Most AI Teams Build. Very Few AI Teams Maintain.
The data science team builds a model. It ships. The team moves to the next project. The model runs in production. Nobody owns it. This is the default operating model for enterprise AI.
The data science team builds a model. It ships. The team moves to the next project. The model runs in production. Nobody owns it.
This is not an edge case. This is the default operating model for enterprise AI.
The build-and-move-on culture
Data science teams are structured around building. The hiring profiles select for people who want to build. The performance reviews reward building. The conference talks are about building. The promotions go to people who shipped new models, not to people who kept old models running accurately.
So when a model deploys, the team's attention moves to the next build. This is rational behavior within the incentive system. The team isn't negligent — they're responding to what the organization values. And the organization values new over maintained.
The model, meanwhile, is in production. It's making predictions that influence decisions and affect customers. And the team that understands it best is working on something else. The model is, functionally, orphaned from the moment it ships.
What happens to orphaned models
The first few months are usually fine. The model was trained on recent data. The production environment matches the development environment closely enough. Performance holds.
Then the world changes. It always does. Customer behavior shifts. Data distributions drift. Upstream systems modify their schemas. New categories of input emerge that didn't exist in the training data. The model's accuracy degrades — not catastrophically, not all at once, but steadily.
Nobody notices. Not because nobody cares, but because nobody is looking. The team that built the model doesn't monitor it — they're building the next thing. The operations team keeps the infrastructure running but doesn't evaluate model performance — that's not their skill set or their mandate. The business team that uses the model's outputs notices that recommendations seem less accurate but attributes it to "edge cases" or "tough market conditions."
By the time the degradation is undeniable — a bad outcome traces back to a model prediction, a business metric moves in the wrong direction, a customer complaint escalates — the model has been underperforming for weeks or months. The remediation is now urgent, expensive, and visible. What should have been routine maintenance becomes an incident.
The maintenance gap
The gap is structural. Organizations have built the capacity to create AI systems but not the capacity to sustain them.
Building a model requires data scientists, ML engineers, and a project with a timeline. Maintaining a model requires ongoing monitoring, periodic retraining, performance evaluation against current conditions, documentation updates, and incident response capability. Building is a project. Maintenance is a function.
Most organizations fund projects. Very few fund functions for AI maintenance. There's no "model maintenance team." There's no "AI operations" role with clear responsibilities and career progression. There's no budget line for "keeping deployed models accurate." The organizational infrastructure for maintenance simply doesn't exist in most enterprises.
The result is predictable: every deployed model is slowly becoming an unmanaged risk. It's running. It's producing outputs. Those outputs are influencing decisions. And the gap between what the model was trained to do and what the current environment requires grows wider every day, unobserved and unaddressed.
Maintenance is where governance lives
Governance isn't primarily about what happens before deployment. It's about what happens after.
The model in the Jupyter notebook doesn't affect anyone. The model in production does. The decisions that matter — is this model still performing as intended, is it still appropriate for this use case, are the conditions that justified its deployment still valid — are all post-deployment questions. And they can only be answered by someone who is actively maintaining the system.

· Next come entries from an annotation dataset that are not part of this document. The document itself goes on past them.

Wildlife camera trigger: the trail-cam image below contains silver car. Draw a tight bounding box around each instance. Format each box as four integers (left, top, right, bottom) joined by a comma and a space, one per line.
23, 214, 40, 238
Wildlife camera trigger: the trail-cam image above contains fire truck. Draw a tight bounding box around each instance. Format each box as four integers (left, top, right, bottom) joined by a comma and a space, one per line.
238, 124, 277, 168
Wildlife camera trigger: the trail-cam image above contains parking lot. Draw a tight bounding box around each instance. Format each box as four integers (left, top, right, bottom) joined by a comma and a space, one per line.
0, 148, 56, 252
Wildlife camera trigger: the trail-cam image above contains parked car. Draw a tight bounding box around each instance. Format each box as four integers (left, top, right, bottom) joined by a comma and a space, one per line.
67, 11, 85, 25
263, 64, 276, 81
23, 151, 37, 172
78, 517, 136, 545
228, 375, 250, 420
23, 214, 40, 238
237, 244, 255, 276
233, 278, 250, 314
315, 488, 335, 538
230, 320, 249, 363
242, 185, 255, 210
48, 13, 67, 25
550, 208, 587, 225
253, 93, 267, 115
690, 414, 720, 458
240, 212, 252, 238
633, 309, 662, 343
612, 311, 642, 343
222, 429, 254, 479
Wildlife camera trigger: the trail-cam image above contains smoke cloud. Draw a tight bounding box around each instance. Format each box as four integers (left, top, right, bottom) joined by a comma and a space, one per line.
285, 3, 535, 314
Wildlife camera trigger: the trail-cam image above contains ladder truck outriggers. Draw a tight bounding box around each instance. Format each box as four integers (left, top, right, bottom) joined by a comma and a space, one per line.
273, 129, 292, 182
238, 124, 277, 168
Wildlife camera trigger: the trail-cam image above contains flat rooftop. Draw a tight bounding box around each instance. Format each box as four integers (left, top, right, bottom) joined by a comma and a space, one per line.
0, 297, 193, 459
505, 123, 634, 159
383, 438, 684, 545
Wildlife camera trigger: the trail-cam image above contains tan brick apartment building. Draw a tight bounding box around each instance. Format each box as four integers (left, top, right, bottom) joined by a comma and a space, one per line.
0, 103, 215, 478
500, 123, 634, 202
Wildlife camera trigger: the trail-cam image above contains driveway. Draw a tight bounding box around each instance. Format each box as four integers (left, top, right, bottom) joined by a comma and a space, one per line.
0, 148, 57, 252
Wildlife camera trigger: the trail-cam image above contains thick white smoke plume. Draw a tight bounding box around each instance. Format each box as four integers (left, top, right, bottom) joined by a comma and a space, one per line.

When I talk about AI governance, I'm not primarily talking about pre-deployment review boards or ethics committees or approval workflows. Those have their place. But the governance that matters most is the ongoing, unglamorous work of maintaining the systems that are already running: monitoring performance, detecting drift, retraining when necessary, updating documentation, and ensuring that every model in production has an owner who is accountable for its behavior.
If you don't have that, you don't have governance. You have launch governance. You governed the deployment decision. You did not govern the system.
The incentive problem
Maintenance doesn't get promoted, doesn't get conference talks, doesn't get LinkedIn posts. A data scientist who maintains ten models in production, keeping them accurate and well-documented, is less visible than a data scientist who ships one new model. The maintainer's work is invisible when it's done well — the models just keep working. It only becomes visible when it fails, at which point it's a problem, not an achievement.
This is the same dynamic that exists in traditional software engineering, and some organizations have solved it there — SRE teams, platform teams, dedicated operations roles with their own career ladders. The AI field hasn't built the equivalent yet. The result is that AI maintenance is either nobody's job or everybody's job, which amounts to the same thing.
Until organizations create roles, incentives, and accountability structures specifically for AI maintenance, every deployed model is degrading without anyone watching. The accuracy will degrade, the drift will accumulate, and the risk will grow. And the organization will discover the gap when a model fails visibly enough that someone asks: "Who was watching this?"
The answer, in most cases, will be: nobody. Not because nobody cared. Because nobody was assigned to.